Und bei Luftalarm ist es natürlich geboten, die nächsten Schutzbunker oder einen geeigneten Keller aufzusuchen. Denn es kann mehrmals täglich passieren, dass wir über Apps oder Messenger gewarnt werden und uns dann in Sicherheit bringen müssen.

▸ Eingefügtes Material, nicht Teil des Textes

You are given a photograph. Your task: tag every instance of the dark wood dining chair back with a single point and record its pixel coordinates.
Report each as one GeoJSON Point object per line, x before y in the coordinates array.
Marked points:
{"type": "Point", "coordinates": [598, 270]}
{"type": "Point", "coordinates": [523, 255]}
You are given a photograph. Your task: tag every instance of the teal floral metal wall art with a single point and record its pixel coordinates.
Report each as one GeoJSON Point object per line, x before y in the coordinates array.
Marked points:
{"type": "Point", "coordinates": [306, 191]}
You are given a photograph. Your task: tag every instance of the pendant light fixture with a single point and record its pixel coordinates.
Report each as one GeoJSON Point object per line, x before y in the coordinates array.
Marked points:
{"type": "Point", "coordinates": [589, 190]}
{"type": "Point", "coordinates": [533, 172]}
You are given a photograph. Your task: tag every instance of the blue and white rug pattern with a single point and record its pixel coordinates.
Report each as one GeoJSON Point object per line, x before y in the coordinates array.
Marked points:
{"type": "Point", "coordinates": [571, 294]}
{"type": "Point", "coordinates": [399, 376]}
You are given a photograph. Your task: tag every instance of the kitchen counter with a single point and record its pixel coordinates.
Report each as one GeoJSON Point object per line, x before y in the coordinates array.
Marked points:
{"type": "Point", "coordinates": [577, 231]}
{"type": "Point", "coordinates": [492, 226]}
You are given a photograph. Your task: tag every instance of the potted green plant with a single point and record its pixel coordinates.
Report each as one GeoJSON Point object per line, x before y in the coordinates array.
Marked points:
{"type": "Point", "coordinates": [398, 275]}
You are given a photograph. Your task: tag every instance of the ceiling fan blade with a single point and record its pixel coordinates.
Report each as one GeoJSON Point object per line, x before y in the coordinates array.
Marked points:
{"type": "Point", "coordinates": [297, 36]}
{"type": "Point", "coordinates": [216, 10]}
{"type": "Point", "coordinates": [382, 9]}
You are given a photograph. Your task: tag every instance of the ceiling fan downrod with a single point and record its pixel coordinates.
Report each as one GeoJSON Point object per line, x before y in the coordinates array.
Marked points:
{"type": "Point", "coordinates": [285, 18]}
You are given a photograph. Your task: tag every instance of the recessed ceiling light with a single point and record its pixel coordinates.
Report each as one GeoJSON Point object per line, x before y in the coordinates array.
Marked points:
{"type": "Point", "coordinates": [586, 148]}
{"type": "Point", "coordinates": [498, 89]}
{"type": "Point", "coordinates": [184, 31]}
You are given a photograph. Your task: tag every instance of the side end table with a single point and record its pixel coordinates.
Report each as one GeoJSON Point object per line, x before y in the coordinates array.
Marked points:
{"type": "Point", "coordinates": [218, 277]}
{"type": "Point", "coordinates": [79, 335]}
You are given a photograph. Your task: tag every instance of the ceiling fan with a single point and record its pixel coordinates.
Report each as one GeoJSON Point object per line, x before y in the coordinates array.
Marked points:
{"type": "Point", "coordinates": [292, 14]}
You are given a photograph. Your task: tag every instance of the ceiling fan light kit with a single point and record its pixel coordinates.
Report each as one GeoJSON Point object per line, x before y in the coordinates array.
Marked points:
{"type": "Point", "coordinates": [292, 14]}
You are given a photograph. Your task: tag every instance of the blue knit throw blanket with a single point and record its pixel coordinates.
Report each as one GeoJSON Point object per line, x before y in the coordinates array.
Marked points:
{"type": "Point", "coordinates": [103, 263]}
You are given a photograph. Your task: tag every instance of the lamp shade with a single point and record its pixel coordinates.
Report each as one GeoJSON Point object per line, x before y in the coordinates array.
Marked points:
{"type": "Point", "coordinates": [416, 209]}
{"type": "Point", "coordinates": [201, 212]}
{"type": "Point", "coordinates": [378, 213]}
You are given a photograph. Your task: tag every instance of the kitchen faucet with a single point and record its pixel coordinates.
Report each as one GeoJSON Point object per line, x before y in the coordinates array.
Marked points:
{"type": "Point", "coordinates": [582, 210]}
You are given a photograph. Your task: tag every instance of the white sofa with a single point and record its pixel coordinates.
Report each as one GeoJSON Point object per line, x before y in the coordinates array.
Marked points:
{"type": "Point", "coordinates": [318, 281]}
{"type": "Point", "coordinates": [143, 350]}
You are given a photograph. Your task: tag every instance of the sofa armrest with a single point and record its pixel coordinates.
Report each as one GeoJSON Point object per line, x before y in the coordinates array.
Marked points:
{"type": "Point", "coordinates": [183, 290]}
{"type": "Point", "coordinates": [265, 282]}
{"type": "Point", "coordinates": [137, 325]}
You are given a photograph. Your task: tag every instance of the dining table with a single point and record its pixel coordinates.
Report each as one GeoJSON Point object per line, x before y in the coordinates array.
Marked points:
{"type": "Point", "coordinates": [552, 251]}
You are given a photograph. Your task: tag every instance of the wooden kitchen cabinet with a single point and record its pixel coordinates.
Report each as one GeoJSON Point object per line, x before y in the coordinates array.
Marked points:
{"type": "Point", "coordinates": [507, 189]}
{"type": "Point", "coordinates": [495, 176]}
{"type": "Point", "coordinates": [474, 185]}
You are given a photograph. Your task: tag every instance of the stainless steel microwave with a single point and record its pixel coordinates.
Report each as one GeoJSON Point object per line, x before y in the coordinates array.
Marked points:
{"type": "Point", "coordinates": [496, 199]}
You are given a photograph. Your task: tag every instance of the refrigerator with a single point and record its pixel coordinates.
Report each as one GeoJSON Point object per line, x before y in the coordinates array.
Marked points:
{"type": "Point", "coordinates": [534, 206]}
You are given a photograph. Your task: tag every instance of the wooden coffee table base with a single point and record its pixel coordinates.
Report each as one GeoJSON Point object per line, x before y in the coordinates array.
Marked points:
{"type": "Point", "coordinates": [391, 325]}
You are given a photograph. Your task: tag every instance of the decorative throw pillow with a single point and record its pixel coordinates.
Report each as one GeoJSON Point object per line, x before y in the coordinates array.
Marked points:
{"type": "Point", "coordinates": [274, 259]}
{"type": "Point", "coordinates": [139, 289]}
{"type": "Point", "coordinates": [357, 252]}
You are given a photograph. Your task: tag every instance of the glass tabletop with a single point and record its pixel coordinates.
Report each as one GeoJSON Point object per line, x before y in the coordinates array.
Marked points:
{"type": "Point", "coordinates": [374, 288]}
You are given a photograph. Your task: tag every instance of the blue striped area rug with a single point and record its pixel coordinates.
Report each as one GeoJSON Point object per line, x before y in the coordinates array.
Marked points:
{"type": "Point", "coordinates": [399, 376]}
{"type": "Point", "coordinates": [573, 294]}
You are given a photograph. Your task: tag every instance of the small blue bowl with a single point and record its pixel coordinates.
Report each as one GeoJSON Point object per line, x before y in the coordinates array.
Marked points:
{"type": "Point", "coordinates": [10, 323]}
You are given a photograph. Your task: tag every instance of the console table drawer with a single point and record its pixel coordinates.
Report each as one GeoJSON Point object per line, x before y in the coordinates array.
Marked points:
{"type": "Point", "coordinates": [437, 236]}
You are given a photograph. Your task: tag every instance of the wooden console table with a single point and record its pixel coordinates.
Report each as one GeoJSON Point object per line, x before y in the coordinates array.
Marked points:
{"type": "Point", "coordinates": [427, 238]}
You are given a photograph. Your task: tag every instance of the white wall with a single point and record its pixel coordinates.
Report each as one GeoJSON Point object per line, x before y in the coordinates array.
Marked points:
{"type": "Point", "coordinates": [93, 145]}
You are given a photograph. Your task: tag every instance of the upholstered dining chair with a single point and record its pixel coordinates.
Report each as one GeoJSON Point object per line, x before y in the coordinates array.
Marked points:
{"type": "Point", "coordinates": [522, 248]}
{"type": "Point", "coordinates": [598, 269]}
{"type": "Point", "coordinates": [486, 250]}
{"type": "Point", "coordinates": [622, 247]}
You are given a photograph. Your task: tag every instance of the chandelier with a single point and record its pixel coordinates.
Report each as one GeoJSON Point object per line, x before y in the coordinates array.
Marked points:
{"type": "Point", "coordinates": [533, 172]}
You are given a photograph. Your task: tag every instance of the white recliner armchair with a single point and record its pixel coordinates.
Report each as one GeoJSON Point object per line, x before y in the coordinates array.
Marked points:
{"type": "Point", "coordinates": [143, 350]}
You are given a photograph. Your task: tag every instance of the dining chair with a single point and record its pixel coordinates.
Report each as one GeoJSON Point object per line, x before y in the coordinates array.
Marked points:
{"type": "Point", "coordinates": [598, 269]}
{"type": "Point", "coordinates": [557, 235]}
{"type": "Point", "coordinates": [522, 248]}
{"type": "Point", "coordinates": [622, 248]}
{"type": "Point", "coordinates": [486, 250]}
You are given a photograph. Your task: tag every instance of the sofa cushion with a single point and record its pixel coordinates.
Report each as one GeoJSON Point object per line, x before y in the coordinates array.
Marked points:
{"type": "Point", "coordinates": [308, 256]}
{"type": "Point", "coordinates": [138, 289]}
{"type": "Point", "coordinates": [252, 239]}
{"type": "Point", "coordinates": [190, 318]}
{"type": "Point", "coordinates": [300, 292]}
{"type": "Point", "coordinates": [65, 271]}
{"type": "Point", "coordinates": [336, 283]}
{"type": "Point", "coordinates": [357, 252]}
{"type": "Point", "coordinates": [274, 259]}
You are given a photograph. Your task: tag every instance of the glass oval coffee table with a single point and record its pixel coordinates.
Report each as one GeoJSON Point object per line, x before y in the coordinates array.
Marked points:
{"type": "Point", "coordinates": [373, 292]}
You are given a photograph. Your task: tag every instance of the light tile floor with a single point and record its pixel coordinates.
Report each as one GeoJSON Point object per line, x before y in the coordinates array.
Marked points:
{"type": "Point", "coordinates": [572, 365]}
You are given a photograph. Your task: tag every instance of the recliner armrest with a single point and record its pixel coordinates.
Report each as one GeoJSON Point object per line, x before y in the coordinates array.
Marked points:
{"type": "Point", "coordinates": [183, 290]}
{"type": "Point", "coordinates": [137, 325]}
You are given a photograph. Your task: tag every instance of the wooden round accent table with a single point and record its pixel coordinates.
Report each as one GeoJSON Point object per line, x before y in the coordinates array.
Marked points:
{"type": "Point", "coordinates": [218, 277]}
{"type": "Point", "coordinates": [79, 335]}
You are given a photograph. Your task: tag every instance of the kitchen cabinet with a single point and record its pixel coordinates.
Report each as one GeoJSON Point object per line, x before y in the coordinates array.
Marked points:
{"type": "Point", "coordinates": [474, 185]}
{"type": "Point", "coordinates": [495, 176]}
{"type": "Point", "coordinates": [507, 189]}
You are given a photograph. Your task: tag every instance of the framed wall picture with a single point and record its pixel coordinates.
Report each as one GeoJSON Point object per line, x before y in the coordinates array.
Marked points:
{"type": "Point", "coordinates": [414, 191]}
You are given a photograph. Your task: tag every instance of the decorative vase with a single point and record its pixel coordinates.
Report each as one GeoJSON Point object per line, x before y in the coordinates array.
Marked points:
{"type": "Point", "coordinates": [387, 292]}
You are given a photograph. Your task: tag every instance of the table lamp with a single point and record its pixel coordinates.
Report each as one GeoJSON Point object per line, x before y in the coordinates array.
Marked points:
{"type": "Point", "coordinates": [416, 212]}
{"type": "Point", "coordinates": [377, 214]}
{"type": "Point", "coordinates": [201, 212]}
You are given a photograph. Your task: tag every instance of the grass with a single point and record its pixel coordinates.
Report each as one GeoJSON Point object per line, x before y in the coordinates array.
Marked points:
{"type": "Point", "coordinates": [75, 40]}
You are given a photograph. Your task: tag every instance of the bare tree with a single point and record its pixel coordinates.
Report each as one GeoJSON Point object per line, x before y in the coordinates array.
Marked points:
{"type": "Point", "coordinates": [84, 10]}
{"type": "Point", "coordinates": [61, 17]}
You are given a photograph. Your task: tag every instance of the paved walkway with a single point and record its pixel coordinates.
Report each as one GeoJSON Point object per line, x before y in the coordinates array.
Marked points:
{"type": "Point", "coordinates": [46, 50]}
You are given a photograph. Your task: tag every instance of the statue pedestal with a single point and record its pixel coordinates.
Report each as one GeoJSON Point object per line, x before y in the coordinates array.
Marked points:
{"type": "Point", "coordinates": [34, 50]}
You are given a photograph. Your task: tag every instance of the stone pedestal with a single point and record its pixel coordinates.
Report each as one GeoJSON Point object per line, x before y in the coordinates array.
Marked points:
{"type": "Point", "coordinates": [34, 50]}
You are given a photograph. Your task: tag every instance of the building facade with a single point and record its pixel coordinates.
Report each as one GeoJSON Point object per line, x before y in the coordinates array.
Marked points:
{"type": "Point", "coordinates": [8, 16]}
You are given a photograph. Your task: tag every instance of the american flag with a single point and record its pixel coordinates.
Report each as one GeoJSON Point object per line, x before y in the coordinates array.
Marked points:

Wenn die grobe Planung fertig ist, startet man frühmorgens mit dem LKW in Richtung Ukraine. Es folgt die Abfertigung an der Grenze und dann die Reise ins Ungewisse. Als Fahrer plant man den genauen Ablauf und die Streckenführung sowie Ausweichrouten für den Notfall und die Hotels immer selbst, bei Beachtung aller vorgegebenen Sicherheitsrichtlinien. So eine Tour dauert dann oft um die fünf Tage, hin und zurück.
Manchmal gibt es bei grenzüberschreitenden Transporten auch bürokratische Hürden, z.B. mit den Papieren für bestimmte Güter. Und die Sprachbarriere ist ebenfalls eine Herausforderung, denn viele können kein Englisch und ich kein Ukrainisch oder Russisch.
In so einem Einsatz arbeitet man zusammen mit anderen Fahrern aller Nationalitäten, z.B. aus Ungarn, Kirgistan, Dänemark, dem Jemen, Kenia, Tadschikistan, Pakistan oder Mexiko. Die „Amtssprache“ unter uns ist grundsätzlich Englisch, und das funktioniert mit den Kollegen auch sehr gut. Wir teilen uns dann meistens zu zweit eine Wohnung, was auch reibungslos klappt einschließlich Einkaufen, Kochen usw.
Bewegend ist für mich grundsätzlich jede Fahrt in die Ukraine. Man sieht z.B. in den betroffenen Städten wie Lviv, Kyiv, Rivne, Zhytomyr, oder auch Vinnytsia überall die Zerstörung. Besonders zu Beginn meiner Zeit hier habe ich leider auch sehr viel Trauriges und Schreckliches, wie den Tod gesehen. Auch begegnete ich Menschen, die nichts mehr besaßen und sich auf dem Bürgersteig mit Ziegelsteinen einen Kochplatz gebaut haben und sich dort eine Suppe kochten.
Sie sind sehr dankbar, dass es das Rote Kreuz gibt, und dass wir Hilfsgüter in das Land liefern. Bewegend war für mich auch, dass diese Menschen, die ihr Hab und Gut sowie teilweise ihre Familien verloren haben, mir aus Dankbarkeit ihr frischgebackenes Brot gegeben haben. In diesem Moment war ich zu Tränen gerührt. Ich bin froh, dass es nach den Einsätzen die Möglichkeit gibt, seine Erlebnisse in Gesprächen mit speziell geschulten Kollegen zu verarbeiten.
Mein persönlich einschneidendstes Erlebnis war der 11. Januar 2023. An meinem 50. Geburtstag war ich gerade wieder eine Woche lang mit Hilfsgütern auf Tour. Ich saß abends in einem kleinen Restaurant und hatte mir etwas zu Essen bestellt. Gerade als mein Abendessen gebracht wurde, ging der Luftalarm los und ich hatte dann keinen Appetit mehr. An meinem runden Geburtstag habe ich also sozusagen mein eigenes Feuerwerk bekommen.
Für Einsätze dieser Art sind definitiv der passende Führerschein und Erfahrung als LKW-Fahrer sehr wichtig. Englisch, zumindest Schulenglisch, sollte man auch mitbringen. Voraussetzung sind auch der Wille zu helfen und die Bereitschaft, auch Negatives zu sehen und damit umzugehen.
Es gilt, sich mit den Grundsätzen der jeweiligen Hilfsorganisation zu identifizieren und auch nach den Regeln und Gesetzen des jeweiligen Landes sowie den Genfer Konventionen zu handeln.
Für mich gilt Respekt vor solchen Einsätzen zu haben und dafür zu sorgen, dass die Angst nicht gewinnt. Und schlussendlich möchte ich auch den Menschen, die unsere Hilfe benötigen, den verdienten Respekt zollen und zeigen.